I read the news in a state of something like walking shock: seven
soldiers wrote op-eds critical of the war -- in The New York Times; three
are dead, one shot in the head. A female soldier who was about to become
a whistleblower, possibly about abuses involving taxpayers' money: shot
in the head. Pat Tillman, who was contemplating coming forward in a
critique of the war: shot in the head. Donald Vance, a contractor
himself, who blew the whistle on irregularities involving arms sales in
Iraq -- taken hostage FROM the U.S. Embassy BY U.S. soldiers and kept
without recourse to a lawyer in a U.S. held-prison, abused and terrified
for weeks -- and scared to talk once he got home. Another whistleblower
in Iraq, as reported in Vanity Fair: held in a trailer all night by armed
contractors before being ejected from the country.

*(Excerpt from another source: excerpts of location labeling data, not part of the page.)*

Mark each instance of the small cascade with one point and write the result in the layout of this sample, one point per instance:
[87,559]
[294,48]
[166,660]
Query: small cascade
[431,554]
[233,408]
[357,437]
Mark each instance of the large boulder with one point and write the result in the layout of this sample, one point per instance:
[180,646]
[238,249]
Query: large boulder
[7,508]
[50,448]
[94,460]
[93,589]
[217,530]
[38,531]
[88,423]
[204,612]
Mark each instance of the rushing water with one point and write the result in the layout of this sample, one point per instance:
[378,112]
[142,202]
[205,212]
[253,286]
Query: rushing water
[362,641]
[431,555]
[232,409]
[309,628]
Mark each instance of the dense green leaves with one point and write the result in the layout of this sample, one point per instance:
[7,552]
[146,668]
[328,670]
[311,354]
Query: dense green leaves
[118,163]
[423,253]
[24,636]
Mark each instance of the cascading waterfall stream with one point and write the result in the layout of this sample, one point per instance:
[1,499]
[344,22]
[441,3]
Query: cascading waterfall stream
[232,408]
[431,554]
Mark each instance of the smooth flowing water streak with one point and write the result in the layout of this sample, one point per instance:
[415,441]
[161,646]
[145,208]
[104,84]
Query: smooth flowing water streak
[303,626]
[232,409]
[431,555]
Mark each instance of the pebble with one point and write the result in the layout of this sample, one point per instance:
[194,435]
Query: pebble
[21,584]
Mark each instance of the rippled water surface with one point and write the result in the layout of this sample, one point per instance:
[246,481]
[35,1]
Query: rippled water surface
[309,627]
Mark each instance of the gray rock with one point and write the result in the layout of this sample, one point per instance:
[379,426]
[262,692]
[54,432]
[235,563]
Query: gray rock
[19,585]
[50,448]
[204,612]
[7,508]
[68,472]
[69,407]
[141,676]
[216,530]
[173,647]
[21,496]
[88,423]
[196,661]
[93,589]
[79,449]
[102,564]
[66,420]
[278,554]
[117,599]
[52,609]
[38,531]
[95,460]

Last week contractors, immune from the rule of law, butchered 17 Iraqi
civilians in cold blood. Congress mildly objected -- and contractors
today butcher two more innocent civilian Iraqi ladies -- in cold blood.
It is clear yet that violent retribution, torture or maybe worse, seems
to go right up this chain of command? Is it clear yet that these people
are capable of anything? Is it obvious yet that criminals are at the helm
of the nation and need to be not only ousted but held accountable for
their crimes?
Is it treason yet?
This is an open invitation to honorable patriots on the Right and in the
center to join this movement to restore the rule of law and confront this
horror: this is not conservatism, it is a series of crimes against the
nation and against the very essence of America. Join us, we need you.
This movement must transcend partisan lines. The power of individual
conscience is profound when people start to wake up.
Former Deputy Attorney General James Comey said No: he told colleague
that they would be ashamed when the world learned about the
Administration's warrantless wiretapping. A judge today ruled that the
U.S. can't just ship prisoners out of Guantanamo to be tortured at will
-- she said No. The Center for Constitutional Rights is about to file a
civil lawsuit -- against Blackwater: they are saying No.
In Germany, according to historian Richard Evans, in 1931-1932, if enough
Germans of conscience had begun to say No -- history would have had an
entirely diferent outcome.
If we go any further down this road the tears will be those of
conservatives as well as progressives. They will be American tears.
The time for weeping has to stop; the time for confronting must begin.